International benchmark Brent crude The long-anticipated $80 threshold for barrels was passed on Tuesday. However, the price has fallen to $78.47 in London as of Wednesday 10:30 AM. West Texas Intermediate Around the same time, it was at $74.73 per barrel.  

Demand looks positive with Europe’s gas crisis and winter coming, Some experts warn of the dangers that rising prices could bring about demand destruction. 

The marginal cost of oil has been disconnected. They are instead moving to the point where demand destruction kicks into, which is estimated at $80/bbl. Morgan Stanley stated this in June. Tuesday’s note from the bank said that “This is our thesis.” 

The bank noted, however that it was difficult to determine the exact price at which demand will be destroyed. For now, we leave the price forecast as is, however, it recognizes that there are upside possibilities to our bull-case scenario, which would be $85/bbl, based on current trends. 

Morgan Stanley predicts that global oil supplies will become tighter. They cite an average 3 million barrels/day of inventories draws over the past month, as opposed to the 1.9 million barrels per daily drawn during the previous months. 

Martijn Rats and Amy Sergeant, analysts at the bank, said “These draw are high and indicate the market is less undersupplied that generally perceived.”  

Flights and transport are also improving, Flightradar data for commercial flights showing that the “gap to pre-covid levels” has been closed, they stated. 

But, there are still some concerns. 

The World Bank said Tuesday that the Delta variant is slowing economic growth in the East Asia and Pacific region, and growth forecasts have been downgraded for most of the region’s countries. And China faces a potential slowdown with its Evergrande crisis and a growing power shortage that’s hitting factories, homes and supply chains.  

Stephen Brennock from London’s PVM Oil Associates, said that China’s economic problems are putting a shadow on demand and thus the price outlook. 

Inflation will rise, and higher energy prices could lead to even more inflation. This is an important threat for demand.

Brennock noted in a Tuesday letter that “Rising oil prices were one of major drivers of inflation.” An increase in inflationary pressure will be detrimental to both the fragile economy and oil consumption. The issue of the destruction or excess demand is now clear. 

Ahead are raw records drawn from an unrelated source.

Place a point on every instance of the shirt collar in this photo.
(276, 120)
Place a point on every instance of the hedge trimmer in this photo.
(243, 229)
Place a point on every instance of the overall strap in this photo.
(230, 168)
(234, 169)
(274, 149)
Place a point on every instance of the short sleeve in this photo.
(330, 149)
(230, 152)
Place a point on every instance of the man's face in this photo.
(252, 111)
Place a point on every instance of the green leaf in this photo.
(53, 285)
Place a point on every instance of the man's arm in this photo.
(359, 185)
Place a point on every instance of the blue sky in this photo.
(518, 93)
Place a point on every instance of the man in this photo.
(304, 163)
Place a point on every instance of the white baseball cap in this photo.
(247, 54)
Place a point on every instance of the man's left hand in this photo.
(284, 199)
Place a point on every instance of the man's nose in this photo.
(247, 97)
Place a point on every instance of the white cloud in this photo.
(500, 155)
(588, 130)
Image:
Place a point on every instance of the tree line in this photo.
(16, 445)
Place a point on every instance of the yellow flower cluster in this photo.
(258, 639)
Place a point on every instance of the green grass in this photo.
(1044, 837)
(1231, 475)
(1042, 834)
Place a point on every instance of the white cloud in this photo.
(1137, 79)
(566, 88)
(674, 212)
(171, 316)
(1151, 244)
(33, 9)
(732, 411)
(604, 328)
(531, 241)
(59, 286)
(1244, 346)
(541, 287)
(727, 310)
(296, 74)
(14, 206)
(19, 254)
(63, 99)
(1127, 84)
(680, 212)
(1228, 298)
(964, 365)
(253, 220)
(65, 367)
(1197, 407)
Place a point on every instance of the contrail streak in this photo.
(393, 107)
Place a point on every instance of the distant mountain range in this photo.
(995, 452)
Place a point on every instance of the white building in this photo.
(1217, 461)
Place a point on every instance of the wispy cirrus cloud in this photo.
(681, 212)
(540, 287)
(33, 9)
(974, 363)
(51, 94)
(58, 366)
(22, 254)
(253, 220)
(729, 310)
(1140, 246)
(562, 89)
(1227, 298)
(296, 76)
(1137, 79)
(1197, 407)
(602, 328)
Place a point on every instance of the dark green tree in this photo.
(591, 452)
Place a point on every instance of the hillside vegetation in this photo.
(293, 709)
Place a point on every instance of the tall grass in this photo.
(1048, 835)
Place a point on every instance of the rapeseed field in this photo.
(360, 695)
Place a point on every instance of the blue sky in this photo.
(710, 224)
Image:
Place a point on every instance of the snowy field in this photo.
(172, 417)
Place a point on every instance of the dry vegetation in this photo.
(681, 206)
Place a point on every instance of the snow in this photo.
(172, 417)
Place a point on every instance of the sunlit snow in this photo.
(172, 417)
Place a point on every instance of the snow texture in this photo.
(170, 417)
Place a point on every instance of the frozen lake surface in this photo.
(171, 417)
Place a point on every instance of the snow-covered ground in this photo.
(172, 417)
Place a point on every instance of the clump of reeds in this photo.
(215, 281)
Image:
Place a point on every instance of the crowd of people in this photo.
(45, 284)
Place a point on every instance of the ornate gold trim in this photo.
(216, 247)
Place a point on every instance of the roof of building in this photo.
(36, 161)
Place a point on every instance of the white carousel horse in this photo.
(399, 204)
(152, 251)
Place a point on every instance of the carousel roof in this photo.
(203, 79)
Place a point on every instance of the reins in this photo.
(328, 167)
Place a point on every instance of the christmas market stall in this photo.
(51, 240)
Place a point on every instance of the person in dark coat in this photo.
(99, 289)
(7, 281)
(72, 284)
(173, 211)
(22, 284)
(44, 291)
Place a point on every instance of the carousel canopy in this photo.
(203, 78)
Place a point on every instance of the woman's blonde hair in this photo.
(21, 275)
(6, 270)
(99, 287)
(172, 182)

China and India were two top importers of oil. This month, they began selling oil from strategically held reserves to attempt to decrease crude prices. It hasn’t been able to lower global oil prices but it did send a powerful message.

Brennock said that the main reason for this change in events was price. The price of crude oil has risen to over $70/bbl. This is a major problem for New Delhi and Beijing. Oil prices above $80/bbl could be devastating for them and reduce import demand.